Choi et al. (1) reported that they were able to detect leukemic fusion genes among 42% of the entire leukemia patient group, a relatively high ratio, by implementing multiplex reverse transcriptase-polymerase chain reaction (RT-PCR) analysis to 325 leukemia patients over 4 yr. The multiplex RT-PCR kits (HemaVision, DNA technology, Aarhus, Denmark) that was used in the study by Choi et al. (1) are useful diagnostic tools that can simultaneously detect 28 different fusion genes and 80 or more break-points or splicing variants, enabling concurrent screening and confirmation of various leukemia-related gene rearrangements through "Master PCR" (day 1#) and "Split-out PCR" (day 2#). Based on the experience accumulated by the authors using the same multiplex RT-PCR kits at our institution for recent years, we would like to provide a more detailed comment on the merits and shortcomings of this test kit.

First and foremost, the most important merit of HemaVision kit is that the screening tests by its "Master PCR" can detect unexpected rare chromosomal translocations and/or cryptic gene rearrangements among new patients with various subtypes of leukemia. For example, we were able to identify a very rare NPM1-MLF1 rearrangement from an acute myeloid leukemia with myelodysplasia-related changes (AML-MRC) patient who accompanied a complex karyotype by utilizing the multiplex RT-PCR testing method (2). Moreover, as the test allows for a clear detection of various alternative splicing and splice variants on gene rearrangements such as BCR-ABL1, PML-RARA, and CBFB-MYH11, we were even able to identify a new type of variant fusion gene that was not reported on rare occasions (3, 4). Also, in case of detection of a rare fusion gene, a "Split-out PCR" of HemaVision kit enables a semiquantitative monitoring and follow up on the minimal residual disease (MRD). From a quality control perspective, HemaVision is better off than the homebrew RT-PCR that has been used in Korean medical institutes in terms of maintaining quality control of the results as one can simultaneously check internal control bands at 911bp size during the test, and also because the consistency and reliability of the test result is high. However, it is impossible to detect all types of gene rearrangements related to leukemia by HemaVision kits (notice that one can only detect 28 types of fusion genes), and there are some practical limitations as to the high cost of the kit itself as well. For instance, HemaVision cannot detect all types of MLL partner genes but only about 10 types, while there are about 70 types of MLL partner genes including the CASP8AP2 gene that was recently identified by the authors with respect to MLL rearrangements (1, 5). In the future, however, we hope that additional types of MLL gene rearrangements could be included in such multiplex RT-PCR kits, based on the MLL rearrangement status for Korean acute leukemia patients and on practical data such as domestic incidence of MLL partner gene by type, studies that are being conducted by the authors as part of the AML-MDS working party project.

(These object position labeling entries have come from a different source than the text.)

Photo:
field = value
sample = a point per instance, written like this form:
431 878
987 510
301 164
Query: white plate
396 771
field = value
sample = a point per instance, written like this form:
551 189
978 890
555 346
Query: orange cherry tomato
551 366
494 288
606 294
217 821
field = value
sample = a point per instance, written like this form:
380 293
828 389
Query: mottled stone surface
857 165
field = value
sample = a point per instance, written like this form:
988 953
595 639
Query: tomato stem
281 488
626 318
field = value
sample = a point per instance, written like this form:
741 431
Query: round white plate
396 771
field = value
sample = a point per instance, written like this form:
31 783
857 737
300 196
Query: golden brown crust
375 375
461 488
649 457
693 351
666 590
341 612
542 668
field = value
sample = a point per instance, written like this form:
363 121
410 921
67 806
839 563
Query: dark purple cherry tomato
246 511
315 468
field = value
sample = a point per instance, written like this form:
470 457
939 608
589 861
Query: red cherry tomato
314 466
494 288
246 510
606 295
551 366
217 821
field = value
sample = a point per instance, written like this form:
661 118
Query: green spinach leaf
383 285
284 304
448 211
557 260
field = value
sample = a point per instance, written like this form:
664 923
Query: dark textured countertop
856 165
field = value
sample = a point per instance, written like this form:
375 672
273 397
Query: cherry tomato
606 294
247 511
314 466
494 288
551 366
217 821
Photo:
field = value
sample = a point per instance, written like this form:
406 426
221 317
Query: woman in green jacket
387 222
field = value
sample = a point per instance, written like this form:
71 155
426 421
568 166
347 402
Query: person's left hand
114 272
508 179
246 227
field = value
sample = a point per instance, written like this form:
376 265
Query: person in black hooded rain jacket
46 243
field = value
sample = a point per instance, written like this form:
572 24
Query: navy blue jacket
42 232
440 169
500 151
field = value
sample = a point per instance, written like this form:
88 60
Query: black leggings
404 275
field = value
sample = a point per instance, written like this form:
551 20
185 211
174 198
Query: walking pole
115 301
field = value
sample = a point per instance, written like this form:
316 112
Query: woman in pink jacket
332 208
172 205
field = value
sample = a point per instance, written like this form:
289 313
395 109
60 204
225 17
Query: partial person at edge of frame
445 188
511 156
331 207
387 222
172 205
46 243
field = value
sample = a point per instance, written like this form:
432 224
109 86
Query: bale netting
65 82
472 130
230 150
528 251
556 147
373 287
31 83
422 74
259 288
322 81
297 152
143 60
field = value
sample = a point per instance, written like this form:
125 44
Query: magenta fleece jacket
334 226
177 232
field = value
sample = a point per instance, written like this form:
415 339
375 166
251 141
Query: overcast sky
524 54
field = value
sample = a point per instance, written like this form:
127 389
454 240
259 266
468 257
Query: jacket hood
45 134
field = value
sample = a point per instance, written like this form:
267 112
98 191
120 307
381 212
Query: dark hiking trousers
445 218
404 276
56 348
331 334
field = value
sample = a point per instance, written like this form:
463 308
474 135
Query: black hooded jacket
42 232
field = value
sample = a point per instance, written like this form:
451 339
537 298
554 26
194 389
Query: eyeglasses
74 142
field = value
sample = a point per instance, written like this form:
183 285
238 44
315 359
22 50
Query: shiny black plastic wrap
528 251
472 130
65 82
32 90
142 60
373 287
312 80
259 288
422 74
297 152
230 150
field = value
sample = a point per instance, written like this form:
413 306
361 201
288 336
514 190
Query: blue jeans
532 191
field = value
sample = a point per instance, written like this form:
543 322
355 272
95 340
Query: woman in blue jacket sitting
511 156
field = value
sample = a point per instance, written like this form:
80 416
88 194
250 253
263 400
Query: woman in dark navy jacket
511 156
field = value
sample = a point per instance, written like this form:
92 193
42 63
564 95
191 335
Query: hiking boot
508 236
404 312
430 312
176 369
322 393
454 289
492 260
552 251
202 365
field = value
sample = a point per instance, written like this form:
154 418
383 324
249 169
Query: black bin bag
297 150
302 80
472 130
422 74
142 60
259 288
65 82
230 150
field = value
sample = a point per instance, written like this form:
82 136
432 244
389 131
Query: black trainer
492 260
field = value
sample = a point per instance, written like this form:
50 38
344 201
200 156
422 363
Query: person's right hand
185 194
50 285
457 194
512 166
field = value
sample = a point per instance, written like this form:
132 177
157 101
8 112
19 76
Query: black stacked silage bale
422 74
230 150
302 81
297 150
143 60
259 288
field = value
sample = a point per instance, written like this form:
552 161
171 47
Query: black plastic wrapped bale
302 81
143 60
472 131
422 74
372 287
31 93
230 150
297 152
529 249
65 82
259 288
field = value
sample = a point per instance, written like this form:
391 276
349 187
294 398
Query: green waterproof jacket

There is no doubt that the research results by Choi et al. is the most representative data related to the detection of leukemia-specific gene rearrangements by multiplex RT-PCR at a single medical center in Korea, but the recommended 3 types of cytogenetic abnormalities in their paper that are to be included in the new multiplex RT-PCR system does not seem to be appropriate. Firstly, t(8;14)(q24;q32) seems to be a cytogenetic abnormality which is better suited for the FISH assay rather than the RT-PCR method since chromosomal translocation occurs by a juxtaposition of the C-MYC (8q24) gene towards the IGH (14q32) gene, and there is no hybrid gene. Secondly, although t(3;3) (q21;q26) is a recurrent cytogenetic abnormality for AML that was newly introduced in the 2008 WHO classification (6), its frequency is known to be relatively low, and it would be more suitable to use EVI1 FISH probe in order to simultaneously detect variants of t(3;3) such as inv(3)(q21q26) and ins(3;3)(q26;q21q26), as well as t(3;21) that is related to RUNX1-MDS1-EVI1 rearrangement. And the lastly mentioned i(17)(q10) cannot be detected by RT-PCR since it is not a gene rearrangement but a chromosomal abnormality that is related to structural aberration. Additional comments by Choi et al. would be helpful to clarify on these issues.

In conclusion, detecting gene rearrangements for leukemia patients using multiplex RT-PCR kits such as HemaVision seems to be a highly useful molecular diagnostic method for Korean medical institutions in these days. While there are some practical limits as mentioned above, a widespread implementation of this method throughout the majority of medical institutions in Korea will significantly contribute to the standardization of leukemia diagnosis and guarantee high quality test results and efficient quality control. For the issue of what additional gene rearrangements in leukemia patients should be included in the multiplex RT-PCR test panel, a continued research and additional discussion would be necessary rather than adhering to the current provisional conclusions.